# ambulance speed?



## paramedic911 (Mar 19, 2012)

hi every one 
i just wanna know how much allow speed for ambulance on duty in yours state . i live outside USA so i ask this.
thank u everybody


----------



## d0nk3yk0n9 (Mar 19, 2012)

Driving normally: whatever the speed limit says, or as fast as is safe, whichever is slower.

Driving lights & sirens: up to 15 mph over the speed limit, or as fast as is still safe, whichever is slower.


----------



## phideux (Mar 19, 2012)

Responding in Rural areas 10mph over the posted limit, as long as it is safe. Complete stop at every light and/or stop sign.


----------



## EMTHokie (Mar 19, 2012)

No more than 15mph over posted limits with Lights and sirens, stop at all lights and stop signs and use due caution.


----------



## MSDeltaFlt (Mar 19, 2012)

My company has limits. I believe 80mph is the Max even on interstate.  My state, however, requires EMS to drive with "due regard".  Technically we don't have a set speed limit.  
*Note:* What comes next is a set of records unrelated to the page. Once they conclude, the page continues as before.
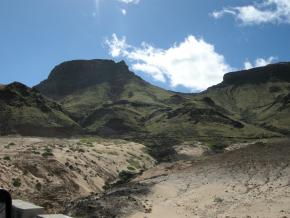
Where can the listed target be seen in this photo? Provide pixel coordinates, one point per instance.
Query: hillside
(258, 96)
(25, 111)
(51, 172)
(248, 180)
(107, 99)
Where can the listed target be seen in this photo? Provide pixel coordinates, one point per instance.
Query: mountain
(259, 96)
(90, 90)
(107, 99)
(25, 111)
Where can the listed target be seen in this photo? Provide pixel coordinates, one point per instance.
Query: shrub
(16, 182)
(47, 154)
(125, 176)
(7, 158)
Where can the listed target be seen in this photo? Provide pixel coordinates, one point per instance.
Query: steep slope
(259, 96)
(25, 111)
(84, 86)
(107, 99)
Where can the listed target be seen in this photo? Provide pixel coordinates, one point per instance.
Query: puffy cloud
(124, 11)
(260, 62)
(267, 11)
(129, 1)
(193, 63)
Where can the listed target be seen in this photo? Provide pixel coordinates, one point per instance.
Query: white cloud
(193, 63)
(124, 12)
(129, 1)
(260, 62)
(266, 11)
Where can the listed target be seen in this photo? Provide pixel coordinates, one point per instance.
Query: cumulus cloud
(129, 1)
(260, 62)
(124, 11)
(266, 11)
(193, 63)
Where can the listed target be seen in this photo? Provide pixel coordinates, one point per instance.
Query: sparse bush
(218, 200)
(131, 168)
(16, 182)
(47, 154)
(7, 158)
(125, 176)
(81, 150)
(38, 186)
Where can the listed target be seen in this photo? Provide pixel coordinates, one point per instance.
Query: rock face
(271, 73)
(72, 76)
(107, 99)
(25, 111)
(259, 96)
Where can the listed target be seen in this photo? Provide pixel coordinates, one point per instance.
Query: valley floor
(68, 175)
(249, 182)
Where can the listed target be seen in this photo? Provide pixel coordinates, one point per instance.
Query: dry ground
(247, 181)
(52, 172)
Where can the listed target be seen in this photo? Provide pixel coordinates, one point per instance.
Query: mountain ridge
(105, 98)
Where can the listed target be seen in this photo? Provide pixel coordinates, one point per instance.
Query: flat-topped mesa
(272, 72)
(78, 74)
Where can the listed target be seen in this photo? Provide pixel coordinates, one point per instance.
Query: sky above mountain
(182, 45)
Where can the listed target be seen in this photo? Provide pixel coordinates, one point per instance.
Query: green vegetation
(16, 182)
(47, 152)
(126, 176)
(7, 158)
(102, 98)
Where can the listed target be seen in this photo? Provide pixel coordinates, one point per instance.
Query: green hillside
(25, 111)
(258, 96)
(107, 99)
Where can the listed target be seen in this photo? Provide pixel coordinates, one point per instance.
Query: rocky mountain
(25, 111)
(258, 96)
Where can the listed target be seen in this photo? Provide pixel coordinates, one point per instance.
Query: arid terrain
(52, 172)
(249, 180)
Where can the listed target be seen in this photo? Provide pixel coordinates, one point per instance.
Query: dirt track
(253, 181)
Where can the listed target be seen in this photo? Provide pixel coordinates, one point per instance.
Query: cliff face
(72, 76)
(271, 73)
(259, 96)
(25, 111)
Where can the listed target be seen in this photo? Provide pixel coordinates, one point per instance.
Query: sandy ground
(51, 172)
(251, 181)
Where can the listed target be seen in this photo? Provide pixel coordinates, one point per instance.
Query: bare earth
(247, 181)
(52, 172)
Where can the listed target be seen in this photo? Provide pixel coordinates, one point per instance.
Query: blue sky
(182, 45)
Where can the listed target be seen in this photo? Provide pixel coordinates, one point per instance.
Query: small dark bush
(7, 158)
(16, 182)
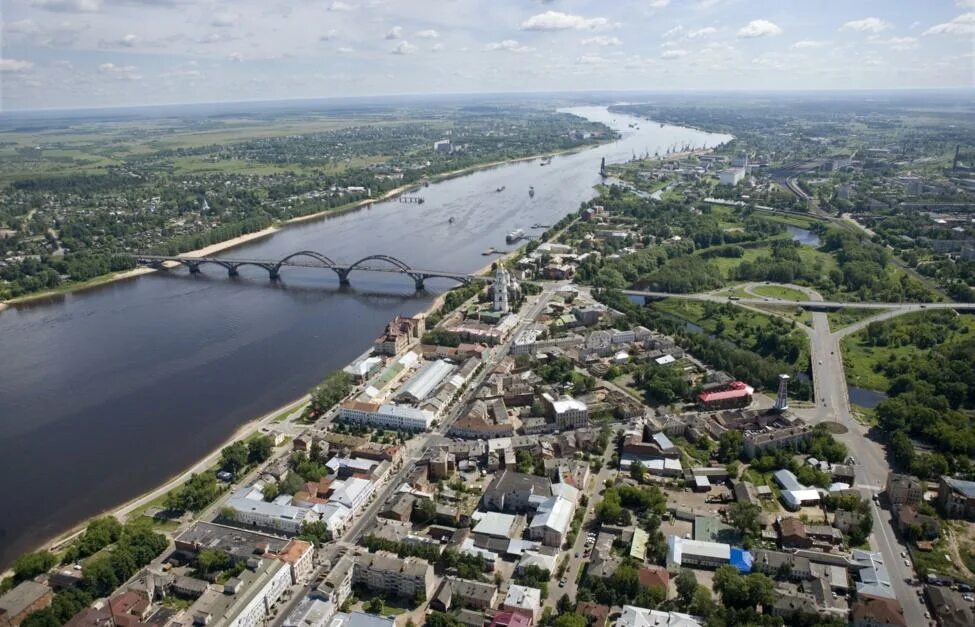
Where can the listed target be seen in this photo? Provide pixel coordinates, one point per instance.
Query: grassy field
(862, 360)
(845, 317)
(736, 324)
(780, 292)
Personally the posted speed limit even with lights and sirens is plenty fast enough.


----------



## mycrofft (Mar 19, 2012)

We have fifty states in many climate zones. Each state can pass its own laws. The rule which applies everywhere though is not to drive unsafely, and that includes speed.
BTW, we mostly use miles per hour (mph), to avoid more confusion


----------



## 94H (Mar 19, 2012)

In Pennsylvania ambulances cannot exceed the posted speed limits, even with Lights and Sirens. They must also come to a complete stop at every stop sign and red light.


----------



## Nerd13 (Mar 19, 2012)

The state of Michigan uses the 'drive with due regard to the safety of others' rule. My employer uses the 15 mph above posted speed rule. Of course, that's only when it's safe to do so. On some of the back roads you're doing really well if you can safely reach the posted speed...


----------



## Shishkabob (Mar 19, 2012)

Emergency vehicles are exempt from Texas vehicle code whilst doing official duties (more technically, when lights and sirens are active)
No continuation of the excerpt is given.